The second way is through a will, which handed over some property rights of entry into force after the legate died. If that is taken, then the sons of mothers who are not Muslim new tersebur can receive their rights after mother's death. As with grants, a Muslim is not allowed to make one's will to the Islamic religion, which is not allowed is to the intestate heirs, according to ad-Daruqutni hadith:
لَا وَصِيَّةَ لِوَارِثٍ [رواه الدارقطني]
It means: "There is no testament to the heirs."
Therefore, mother's son who had no religion or Islam is not the heirs are not entitled to receive an inheritance, it is not included in the prohibition of the hadith above. About the size of wills are allowed a maximum of 1 / 3 (one third) of the heritage, as mentioned in the hadith narrated by Muslim from Amir ibn Sa'ad from his father, he said:
عَادَنِي رَسُولُ اللَّهِ صَلَّى اللَّهُ عَلَيْهِ وَسَلَّمَ فِي حَجَّةِ الْوَدَاعِ مِنْ وَجَعٍ أَشْفَيْتُ مِنْهُ عَلَى الْمَوْتِ فَقُلْتُ يَا رَسُولَ اللَّهِ بَلَغَنِي مَا تَرَى مِنْ الْوَجَعِ وَأَنَا ذُو مَالٍ وَلَا يَرِثُنِي إِلَّا ابْنَةٌ لِي وَاحِدَةٌ أَفَأَتَصَدَّقُ بِثُلُثَيْ مَالِي قَالَ لَا قَالَ قُلْتُ أَفَأَتَصَدَّقُ بِشَطْرِهِ قَالَ لَا الثُّلُثُ وَالثُّلُثُ كَثِيرٌ إِنَّكَ أَنْ تَذَرَ وَرَثَتَكَ أَغْنِيَاءَ خَيْرٌ مِنْ أَنْ تَذَرَهُمْ عَالَةً يَتَكَفَّفُونَ النَّاسَ[رواه مسلم]
It means: "The Messenger came to visit me in pilgrimage wadda 'when I was weak or ill, I said to the Prophet: O Messenger of Allah, I'm weak or ill as you can see, I have (many) treasures while no one will inherit me except a My daughter, should I berwasiyat as much as two thirds of my property?
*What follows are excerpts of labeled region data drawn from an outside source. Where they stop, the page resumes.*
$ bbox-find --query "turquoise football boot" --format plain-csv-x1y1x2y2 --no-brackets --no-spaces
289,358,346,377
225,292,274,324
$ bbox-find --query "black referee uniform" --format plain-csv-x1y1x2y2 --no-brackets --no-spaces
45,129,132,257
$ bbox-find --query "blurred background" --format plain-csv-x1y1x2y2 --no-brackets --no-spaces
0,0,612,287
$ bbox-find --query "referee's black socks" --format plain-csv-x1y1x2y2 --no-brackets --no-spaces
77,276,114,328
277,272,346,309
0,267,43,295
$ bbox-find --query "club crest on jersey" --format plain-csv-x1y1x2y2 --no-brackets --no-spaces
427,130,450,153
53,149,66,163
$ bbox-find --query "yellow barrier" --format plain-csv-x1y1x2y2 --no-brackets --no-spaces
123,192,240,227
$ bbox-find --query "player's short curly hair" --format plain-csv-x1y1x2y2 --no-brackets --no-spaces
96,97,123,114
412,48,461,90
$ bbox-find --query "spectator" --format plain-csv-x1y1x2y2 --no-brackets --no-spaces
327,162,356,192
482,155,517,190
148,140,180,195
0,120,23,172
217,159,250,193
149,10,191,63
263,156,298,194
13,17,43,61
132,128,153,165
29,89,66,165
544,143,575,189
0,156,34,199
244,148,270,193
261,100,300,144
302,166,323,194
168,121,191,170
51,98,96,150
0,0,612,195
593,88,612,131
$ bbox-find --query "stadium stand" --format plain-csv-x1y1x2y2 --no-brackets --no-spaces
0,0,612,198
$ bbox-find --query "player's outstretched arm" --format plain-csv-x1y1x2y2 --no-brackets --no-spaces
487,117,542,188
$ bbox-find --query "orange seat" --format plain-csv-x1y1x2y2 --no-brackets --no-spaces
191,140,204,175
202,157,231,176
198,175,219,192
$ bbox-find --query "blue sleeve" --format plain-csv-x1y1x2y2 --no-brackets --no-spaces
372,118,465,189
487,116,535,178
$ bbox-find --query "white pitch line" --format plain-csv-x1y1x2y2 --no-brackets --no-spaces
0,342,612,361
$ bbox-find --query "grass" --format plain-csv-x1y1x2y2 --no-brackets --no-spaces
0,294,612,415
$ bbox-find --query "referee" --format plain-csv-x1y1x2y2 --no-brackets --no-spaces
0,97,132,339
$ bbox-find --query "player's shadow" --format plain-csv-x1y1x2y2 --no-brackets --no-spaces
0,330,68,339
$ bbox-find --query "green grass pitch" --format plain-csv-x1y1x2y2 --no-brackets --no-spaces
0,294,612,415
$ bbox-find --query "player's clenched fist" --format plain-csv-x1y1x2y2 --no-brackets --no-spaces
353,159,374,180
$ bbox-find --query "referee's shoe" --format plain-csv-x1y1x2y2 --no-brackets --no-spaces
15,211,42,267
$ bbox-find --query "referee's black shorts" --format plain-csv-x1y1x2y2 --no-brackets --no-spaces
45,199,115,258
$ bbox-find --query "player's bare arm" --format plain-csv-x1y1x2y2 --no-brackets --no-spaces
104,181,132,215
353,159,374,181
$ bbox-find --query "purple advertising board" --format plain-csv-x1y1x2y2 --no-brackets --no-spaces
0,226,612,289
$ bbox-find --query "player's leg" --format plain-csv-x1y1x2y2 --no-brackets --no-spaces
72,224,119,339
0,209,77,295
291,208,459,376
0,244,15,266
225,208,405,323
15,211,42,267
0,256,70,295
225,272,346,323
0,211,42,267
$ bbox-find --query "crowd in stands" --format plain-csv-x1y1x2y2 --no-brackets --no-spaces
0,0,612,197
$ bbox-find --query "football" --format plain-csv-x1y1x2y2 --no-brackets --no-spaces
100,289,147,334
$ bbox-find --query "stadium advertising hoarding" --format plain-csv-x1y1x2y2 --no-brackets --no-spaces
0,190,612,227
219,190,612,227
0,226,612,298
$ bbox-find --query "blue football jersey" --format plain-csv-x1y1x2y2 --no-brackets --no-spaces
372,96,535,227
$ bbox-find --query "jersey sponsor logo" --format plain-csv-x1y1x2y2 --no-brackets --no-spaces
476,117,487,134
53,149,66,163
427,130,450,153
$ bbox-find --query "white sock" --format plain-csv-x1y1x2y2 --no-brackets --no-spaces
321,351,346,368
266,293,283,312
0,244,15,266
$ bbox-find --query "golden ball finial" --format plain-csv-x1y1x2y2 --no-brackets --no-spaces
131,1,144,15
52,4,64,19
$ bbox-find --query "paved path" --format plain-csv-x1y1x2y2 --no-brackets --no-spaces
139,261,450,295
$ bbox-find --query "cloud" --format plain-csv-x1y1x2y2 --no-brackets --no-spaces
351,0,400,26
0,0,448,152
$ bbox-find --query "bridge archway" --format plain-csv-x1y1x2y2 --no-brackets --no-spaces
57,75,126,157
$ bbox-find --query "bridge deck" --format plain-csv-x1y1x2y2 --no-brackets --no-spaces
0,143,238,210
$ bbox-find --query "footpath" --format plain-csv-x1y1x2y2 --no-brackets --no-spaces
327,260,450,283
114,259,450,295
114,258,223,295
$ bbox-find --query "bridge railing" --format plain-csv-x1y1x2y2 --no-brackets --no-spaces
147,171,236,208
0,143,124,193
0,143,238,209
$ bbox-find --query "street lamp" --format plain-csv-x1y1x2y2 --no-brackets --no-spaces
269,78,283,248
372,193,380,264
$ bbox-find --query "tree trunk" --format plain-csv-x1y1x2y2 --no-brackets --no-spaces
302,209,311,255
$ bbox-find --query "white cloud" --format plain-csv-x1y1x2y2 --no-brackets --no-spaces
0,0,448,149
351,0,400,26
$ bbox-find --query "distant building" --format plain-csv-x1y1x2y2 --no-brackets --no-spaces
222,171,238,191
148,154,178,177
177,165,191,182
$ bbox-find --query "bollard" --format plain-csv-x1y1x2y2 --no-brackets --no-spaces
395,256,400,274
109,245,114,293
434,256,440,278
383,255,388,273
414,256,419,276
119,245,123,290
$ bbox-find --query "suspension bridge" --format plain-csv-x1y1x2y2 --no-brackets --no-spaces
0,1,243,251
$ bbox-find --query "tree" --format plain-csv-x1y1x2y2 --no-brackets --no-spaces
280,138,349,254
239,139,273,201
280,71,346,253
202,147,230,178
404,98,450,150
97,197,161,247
The Apostle said: No (do not). I ask again, what can I intestate half of my property? Apostle replied: No, a third (only), because the third was a lot. In fact if you leave in a state of adequacy warismu expert is better than you left them in a poor state of begging to the crowd ... "[al-Jami'u as-Sahih, Juz V, page 71]
More than a third testament, a new excess applies where the permission of all heirs. Part 1 / 3 is calculated after the inheritance was taken first to the cost of providing the body, including the purchase of the shroud, funeral expenses (if you want to be taken of the heritage) and after deducting for debt pewariis (if any). Therefore, mothers should consider the legacy of which will diwasiatkan with a shared inheritance, so that part will not receive more than they receive inheritance example. This needs to be done in order to avoid jealousy among the sons and daughters of mothers.